The provision, authored by Rep. Collin Peterson (D-MN), would require fewer federal inspections for meat that is processed by small companies and shipped to another state.
Currently, meat lacking a federal inspection stamp can only be sold in the state where it is produced. Only state inspections are required for those products.
The Chicago Tribune reports the change is intended to help small meat packing plants in the Midwest. The newspaper quotes congressional staff as saying these small companies could greatly expand their business if allowed to ship nationwide.
But in the wake of last week’s massive Topps Beef hamburger recall, many consumer advocates don’t see it that way.
They, along with the federal meat inspectors union, are opposing this particular aspect of the Farm Bill, currently making its way through the Senate. These critics argue that state inspection standards are hardly consistent, and that uniform, federal standards are the only way to protect the public.
In the Topps case, the recalled hamburger patties were suspected of E. coli contamination. So far this year, the Department of Agriculture has recalled nearly 28 million pounds of ground beef.
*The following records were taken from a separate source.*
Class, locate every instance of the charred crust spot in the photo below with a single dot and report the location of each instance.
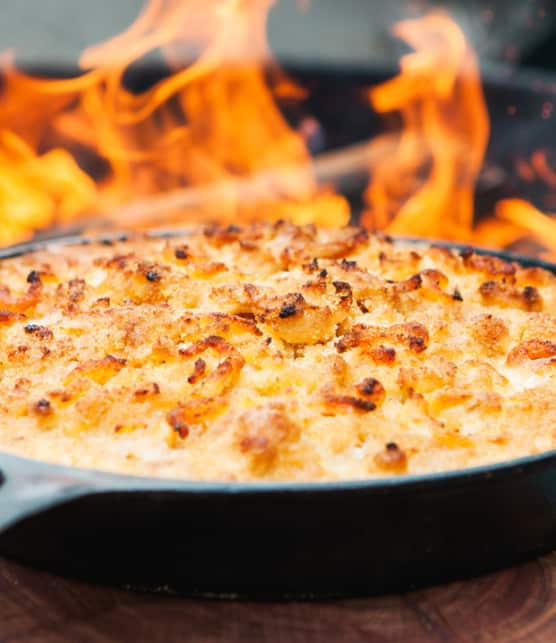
(76, 290)
(176, 420)
(311, 266)
(181, 252)
(531, 297)
(42, 407)
(248, 245)
(383, 355)
(287, 310)
(40, 331)
(409, 285)
(149, 389)
(372, 389)
(530, 350)
(152, 275)
(342, 288)
(392, 458)
(8, 317)
(357, 403)
(199, 370)
(119, 261)
(417, 344)
(34, 277)
(347, 265)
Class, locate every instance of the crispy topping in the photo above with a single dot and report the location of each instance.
(275, 351)
(42, 407)
(176, 420)
(391, 459)
(287, 310)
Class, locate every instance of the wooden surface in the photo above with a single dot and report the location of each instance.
(518, 604)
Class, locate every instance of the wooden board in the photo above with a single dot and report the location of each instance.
(518, 604)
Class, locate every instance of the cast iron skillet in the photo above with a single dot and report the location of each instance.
(275, 539)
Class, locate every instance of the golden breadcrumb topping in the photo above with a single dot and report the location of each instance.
(275, 352)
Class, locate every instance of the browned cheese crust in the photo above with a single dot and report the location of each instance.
(275, 352)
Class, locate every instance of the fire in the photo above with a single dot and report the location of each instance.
(425, 186)
(209, 141)
(208, 124)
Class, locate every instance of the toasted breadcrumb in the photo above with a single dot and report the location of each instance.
(275, 352)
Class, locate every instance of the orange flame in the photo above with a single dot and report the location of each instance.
(209, 142)
(425, 187)
(213, 121)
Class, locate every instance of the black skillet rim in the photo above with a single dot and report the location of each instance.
(102, 481)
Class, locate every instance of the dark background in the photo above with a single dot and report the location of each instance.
(333, 32)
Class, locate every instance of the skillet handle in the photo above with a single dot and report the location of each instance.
(28, 487)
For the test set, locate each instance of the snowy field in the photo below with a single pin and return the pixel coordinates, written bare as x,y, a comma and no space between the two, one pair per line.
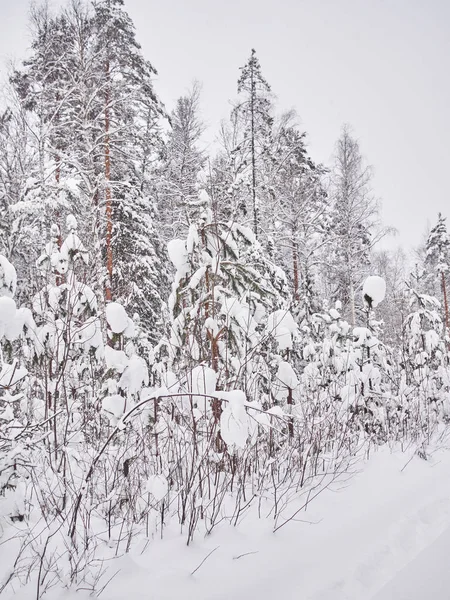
383,535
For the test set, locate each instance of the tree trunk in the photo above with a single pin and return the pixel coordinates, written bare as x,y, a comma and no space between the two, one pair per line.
295,270
252,112
108,205
444,292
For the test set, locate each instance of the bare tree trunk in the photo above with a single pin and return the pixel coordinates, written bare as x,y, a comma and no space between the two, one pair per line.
252,111
352,303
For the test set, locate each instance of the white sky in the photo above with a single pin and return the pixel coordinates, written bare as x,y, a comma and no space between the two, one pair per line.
380,65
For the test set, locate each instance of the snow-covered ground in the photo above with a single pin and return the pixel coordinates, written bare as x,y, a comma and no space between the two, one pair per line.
383,535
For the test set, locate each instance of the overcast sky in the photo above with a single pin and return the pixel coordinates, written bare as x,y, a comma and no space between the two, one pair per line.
380,65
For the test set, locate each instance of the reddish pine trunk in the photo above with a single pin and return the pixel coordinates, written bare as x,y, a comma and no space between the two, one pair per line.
109,257
295,269
444,291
Stan Painter, a USDA inspector and an official with the American Federation of Government Employees union, which represents federal meat inspectors, told the Tribune that small plants may apply to have a federal inspector on site, but that wouldn’t necessarily help them.
“I'm not sure the smaller plants are capable of meeting federal standard,” Painter said.
Peterson’s proposal appears to be at odds with other Democrats in Congress, who have called for greater federal inspections of the food supply.
In September, Sen. Tom Harkin (D-IA), chairman of the Senate Committee on Agriculture, Nutrition and Forestry, introduced the Fresh Produce Safety Act of 2007.
It would require the FDA to develop and enforce mandatory “good agricultural practices” for growers and manufacturers in the US. Currently, there are only voluntary guidelines.